April 22, 2009 John Hessler Will Discuss Martin Waldseemüller's 1513 Map of the Upper Rhine Valley
Press Contact: Donna Urschel (202) 707-1639
Public Contact: John Hessler (202) 707-7223
As a prelude to “Exploring Waldseemüller’s World,” an international symposium at the Library of Congress on May 14 and 15, John Hessler will discuss one of Martin Waldseemüller’s other cartographic creations – the 1513 Map of the Upper Rhine.
Hessler, a senior reference librarian in the Library’s Geography and Map Division and a fellow of the Royal Geographical Society, will present “Surveying the Renaissance: Martin Waldseemüller’s 1513 Map of the Upper Rhine Valley” at noon on Wednesday, May 6, in the Geography and Map Division Reading Room on the basement level of the James Madison Building, 101 Independence Ave. S.E., Washington, D.C.
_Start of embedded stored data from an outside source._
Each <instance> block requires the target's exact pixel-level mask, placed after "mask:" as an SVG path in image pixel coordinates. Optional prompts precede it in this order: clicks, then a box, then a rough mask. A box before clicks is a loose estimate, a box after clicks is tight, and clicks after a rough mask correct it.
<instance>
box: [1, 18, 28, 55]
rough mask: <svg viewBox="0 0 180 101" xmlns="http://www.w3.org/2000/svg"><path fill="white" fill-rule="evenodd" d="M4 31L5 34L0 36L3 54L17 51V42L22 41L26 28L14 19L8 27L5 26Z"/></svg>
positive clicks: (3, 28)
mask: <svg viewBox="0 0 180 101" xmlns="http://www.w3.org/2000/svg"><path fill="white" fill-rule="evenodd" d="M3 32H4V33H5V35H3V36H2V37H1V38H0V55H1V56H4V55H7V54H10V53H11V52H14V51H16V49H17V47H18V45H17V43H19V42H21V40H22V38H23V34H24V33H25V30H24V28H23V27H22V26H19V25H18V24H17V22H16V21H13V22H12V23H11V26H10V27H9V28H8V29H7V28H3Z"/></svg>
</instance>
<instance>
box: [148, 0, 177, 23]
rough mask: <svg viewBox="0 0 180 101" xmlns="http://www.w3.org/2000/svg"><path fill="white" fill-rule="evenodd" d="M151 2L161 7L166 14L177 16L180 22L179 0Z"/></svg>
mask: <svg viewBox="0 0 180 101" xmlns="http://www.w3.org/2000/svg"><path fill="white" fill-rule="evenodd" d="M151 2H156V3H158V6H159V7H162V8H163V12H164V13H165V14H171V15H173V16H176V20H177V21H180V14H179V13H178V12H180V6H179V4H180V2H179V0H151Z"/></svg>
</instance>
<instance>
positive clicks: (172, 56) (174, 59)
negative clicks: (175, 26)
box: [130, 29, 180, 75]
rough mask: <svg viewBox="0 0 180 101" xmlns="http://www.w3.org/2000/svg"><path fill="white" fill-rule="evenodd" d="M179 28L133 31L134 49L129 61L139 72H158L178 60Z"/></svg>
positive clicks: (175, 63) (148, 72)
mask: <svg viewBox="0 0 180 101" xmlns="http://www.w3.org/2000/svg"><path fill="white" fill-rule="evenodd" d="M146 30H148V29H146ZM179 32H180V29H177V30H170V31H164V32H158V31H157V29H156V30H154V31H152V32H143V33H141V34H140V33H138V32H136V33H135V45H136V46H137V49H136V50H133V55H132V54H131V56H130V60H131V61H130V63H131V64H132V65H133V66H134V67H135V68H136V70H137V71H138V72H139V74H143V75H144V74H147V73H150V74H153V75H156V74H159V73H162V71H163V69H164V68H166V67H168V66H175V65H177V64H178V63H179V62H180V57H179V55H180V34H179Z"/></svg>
Sponsored by the Library’s Geography and Map Division, the event is free and open to the public; no tickets or reservations are needed. The lecture is part of an ongoing series called “Map Talk.”
For more than a century, it has been thought that Waldseemüller himself surveyed the region portrayed in the 1513 Map of the Upper Rhine. But recent research by Hessler has cast doubts on this accepted notion.
“By showing that Waldseemüller actually copied several texts on surveying from 13th-century sources and then claimed authorship for them, I call into question many of Waldseemüller’s claims regarding his large scale map of the Rhine Valley,” said Hessler.
In addition, Hessler will discuss Waldseemüller’s 1513 edition of Ptolemy’s “Geographia,” in which the Rhine Map is found, and the origin of the medieval manuscript fragments found in the binding of the Geography and Map Division’s copy.
On May 14 and May 15, prominent scholars will gather at the Library of Congress to examine Martin Waldseemüller’s cartographic vision and to reflect on the philosophical and historical context of the production and reception of his famous 1507 World Map. The symposium, which runs from 9:30 a.m. to 7:30 p.m. on Thursday, May 14, and from 9:30 a.m. to 5:30 p.m. on Friday, May 15, will be held in the Coolidge Auditorium on the ground level of the Thomas Jefferson Building, 10 First St. S.E., Washington, D.C.
The Library of Congress has the largest and most comprehensive collection of maps and atlases in the world, some 5.3 million cartographic items that date from the 14th century to the present time. The Library’s map collections contain coverage for every country and subject, and include the works of all the famous map-makers throughout history—Ptolemy, Waldseemüller, Mercator, Ortelius and Blaeu. For more information, visit www.loc.gov/rr/geogmap/.
Founded in 1800, the Library of Congress is the nation’s oldest federal cultural institution and the largest library in the world, with nearly 142 million items in various languages, disciplines and formats. As the world’s largest repository of knowledge and creativity, the Library is a symbol of democracy and the principles on which this nation was founded. The Library serves the U.S. Congress and the nation both on-site, in its reading rooms on Capitol Hill, and through its award-winning website at www.loc.gov. Many of the Library’s rich resources and treasures may also be accessed via interactive exhibitions on a new, personalized Web site at myLOC.gov.